Table 1 LRTs of positive selection for the SARS and AIBV

It is interesting to see whether the substitution features identified to be important for the survival of GA98 AIBV are also characteristic of SARS-CoV. Human SARS epidemics are generally believed to originate from the animals with the palm civet as the primary suspect 8, 9, 17. The comparison between the CoV sequences of the palm civets and SARS-CoV sequences allows inference of the importance of amino acid changes since the divergence of the virus 9. After the first epidemic of SARS occurring during 2002-2003, scattered new cases were reported in Guangzhou during 2003-2004. Phylogenetic analysis has suggested that the new epidemics may be caused by independent viral invasion from animal to human 17. Thus, we analyzed the sequences of animal and human viruses from two epidemics separately. In the first epidemic, we found 8 of the amino acids changes under positive selection distinguishing animal and human viruses (Table 1). The first three occur in the S1 subunit and all exhibit an interesting amino acid transformation from negative charge (K) to neutral residues (N or T). Four of the remaining five revealed the alterations of amino acid polarity from non-polar to polar residues, more specifically, from P, L, A and A in CoV of the palm civets to S, S, R/T and T in SARS-CoV, respectively. These changes may influence the conformation of S protein and consequently the power of antibody binding. Similarly, among the 4 amino acid changes under positive selection in the second epidemic we identified two charged residue shifts (Table 1). Importantly, one of these two positively selected sites (479) was observed not only in this epidemic but also in the first epidemic, with the same trends of alterations of amino acid charge from negative charge (K, R) to neutral residues (N or T). Interestingly, this amino acid has also been suggested to be under positive selection in Song et al. (2005) by analyzing SNV (single-nucleotide variation) in different populations. Moreover, this amino acid is located in the region (residues 318–510), where it can efficiently bind angiotensin-converting enzyme 2, a functional receptor for SARS-Cov 18. Since the CoV of palm civets and SARS-CoV are analogous to the DE072 vaccine and GA98 strain AIBV, our analysis suggests that significant changes of residue charge and polarity in critical proteins have enabled these viruses to establish themselves, although the direction of changes are different in the two situations.

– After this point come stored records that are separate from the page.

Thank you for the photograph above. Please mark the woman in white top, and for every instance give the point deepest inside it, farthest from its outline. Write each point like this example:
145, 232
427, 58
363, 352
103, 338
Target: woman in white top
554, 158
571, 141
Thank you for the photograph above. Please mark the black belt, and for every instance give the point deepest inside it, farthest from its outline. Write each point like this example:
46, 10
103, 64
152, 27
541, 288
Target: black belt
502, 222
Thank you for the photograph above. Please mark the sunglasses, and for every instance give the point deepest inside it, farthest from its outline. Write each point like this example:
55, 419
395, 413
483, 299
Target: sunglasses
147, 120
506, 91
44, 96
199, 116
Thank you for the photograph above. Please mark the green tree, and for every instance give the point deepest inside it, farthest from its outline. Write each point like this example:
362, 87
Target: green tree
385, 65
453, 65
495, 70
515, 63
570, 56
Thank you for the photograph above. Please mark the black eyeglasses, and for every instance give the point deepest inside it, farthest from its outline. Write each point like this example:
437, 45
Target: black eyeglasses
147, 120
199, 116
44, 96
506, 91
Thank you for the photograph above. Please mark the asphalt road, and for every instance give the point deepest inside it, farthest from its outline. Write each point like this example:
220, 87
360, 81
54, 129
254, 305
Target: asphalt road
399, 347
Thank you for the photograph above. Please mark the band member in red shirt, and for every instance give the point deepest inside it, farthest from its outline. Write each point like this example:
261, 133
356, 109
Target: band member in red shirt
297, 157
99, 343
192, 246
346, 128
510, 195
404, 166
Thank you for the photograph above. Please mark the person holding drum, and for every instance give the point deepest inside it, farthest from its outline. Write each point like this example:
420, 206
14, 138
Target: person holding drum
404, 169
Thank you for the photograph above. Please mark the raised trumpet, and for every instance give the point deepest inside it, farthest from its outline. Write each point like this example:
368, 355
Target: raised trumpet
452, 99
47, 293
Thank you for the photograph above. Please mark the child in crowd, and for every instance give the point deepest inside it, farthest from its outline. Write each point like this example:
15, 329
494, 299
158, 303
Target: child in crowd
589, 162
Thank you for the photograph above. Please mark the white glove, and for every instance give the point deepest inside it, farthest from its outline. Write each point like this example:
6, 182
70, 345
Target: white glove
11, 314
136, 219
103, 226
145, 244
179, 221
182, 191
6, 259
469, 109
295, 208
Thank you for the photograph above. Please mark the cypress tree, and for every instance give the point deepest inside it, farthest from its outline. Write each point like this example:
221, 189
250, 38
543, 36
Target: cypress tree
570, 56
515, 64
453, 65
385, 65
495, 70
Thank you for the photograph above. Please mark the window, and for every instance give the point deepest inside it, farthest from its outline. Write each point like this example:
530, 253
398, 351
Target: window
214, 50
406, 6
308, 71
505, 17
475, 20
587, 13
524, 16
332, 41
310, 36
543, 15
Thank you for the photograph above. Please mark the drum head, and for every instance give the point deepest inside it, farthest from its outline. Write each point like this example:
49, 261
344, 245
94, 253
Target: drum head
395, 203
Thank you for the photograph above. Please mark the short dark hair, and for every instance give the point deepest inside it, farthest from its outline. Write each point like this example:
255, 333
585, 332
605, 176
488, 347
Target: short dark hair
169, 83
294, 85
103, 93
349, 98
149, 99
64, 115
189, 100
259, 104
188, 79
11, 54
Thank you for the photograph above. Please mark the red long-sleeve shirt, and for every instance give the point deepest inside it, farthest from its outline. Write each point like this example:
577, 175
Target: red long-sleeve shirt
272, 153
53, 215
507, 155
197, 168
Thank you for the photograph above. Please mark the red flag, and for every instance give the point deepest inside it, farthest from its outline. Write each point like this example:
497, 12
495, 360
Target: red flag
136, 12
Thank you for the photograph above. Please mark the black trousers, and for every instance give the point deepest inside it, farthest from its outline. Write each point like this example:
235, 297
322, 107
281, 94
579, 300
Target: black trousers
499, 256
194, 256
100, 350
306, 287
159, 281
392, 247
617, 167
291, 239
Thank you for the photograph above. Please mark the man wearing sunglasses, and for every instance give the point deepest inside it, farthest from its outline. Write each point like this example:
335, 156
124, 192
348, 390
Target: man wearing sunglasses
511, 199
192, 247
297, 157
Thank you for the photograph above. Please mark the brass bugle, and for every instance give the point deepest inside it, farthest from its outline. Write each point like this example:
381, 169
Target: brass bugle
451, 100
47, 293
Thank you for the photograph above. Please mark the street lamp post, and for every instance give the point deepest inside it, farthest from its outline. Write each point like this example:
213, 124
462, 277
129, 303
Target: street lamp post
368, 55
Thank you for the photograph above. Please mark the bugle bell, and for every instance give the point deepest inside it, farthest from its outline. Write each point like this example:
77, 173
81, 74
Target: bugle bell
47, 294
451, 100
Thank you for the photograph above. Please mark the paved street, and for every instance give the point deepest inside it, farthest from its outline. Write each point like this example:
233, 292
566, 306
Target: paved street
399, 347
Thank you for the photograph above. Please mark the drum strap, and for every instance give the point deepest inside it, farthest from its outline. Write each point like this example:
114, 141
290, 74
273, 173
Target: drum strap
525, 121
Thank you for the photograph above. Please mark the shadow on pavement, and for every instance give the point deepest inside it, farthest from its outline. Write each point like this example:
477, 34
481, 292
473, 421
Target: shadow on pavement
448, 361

In addition, as was found in the AIBV case, amino acids substitutions were found to be different among three clusters corresponding to three phases of the first SARS outbreak. For instance, two substitutions (75 T→R and 311 G→R) were only found in the early phase of Guangzhou and Zhongshan lineages 8, but not in the subsequent phases. Similarly, unique substitutions to the middle and late phases, respectively, were also present. The evidence suggests that these particular amino acid substitutions may affect strain virulence and infectivity. Hence, it can be followed that different genotypes of viruses must be taken into account when we adopt attenuated virus as SARS vaccine, similar to the common practice of administering influenza vaccine19.

In conclusion, the implication of this study is that during the development of vaccines special attention needs to be paid to those amino acid changes that have resulted in overall shift of residue charge and polarity. Therefore, the current findings are expected not only to shed new light on the thorough understanding of avian infectious bronchitis viral evolution, but provide suggestive information in the drug and vaccination development of SARS as well, whether the vaccine is based on the attenuated virus or DNA.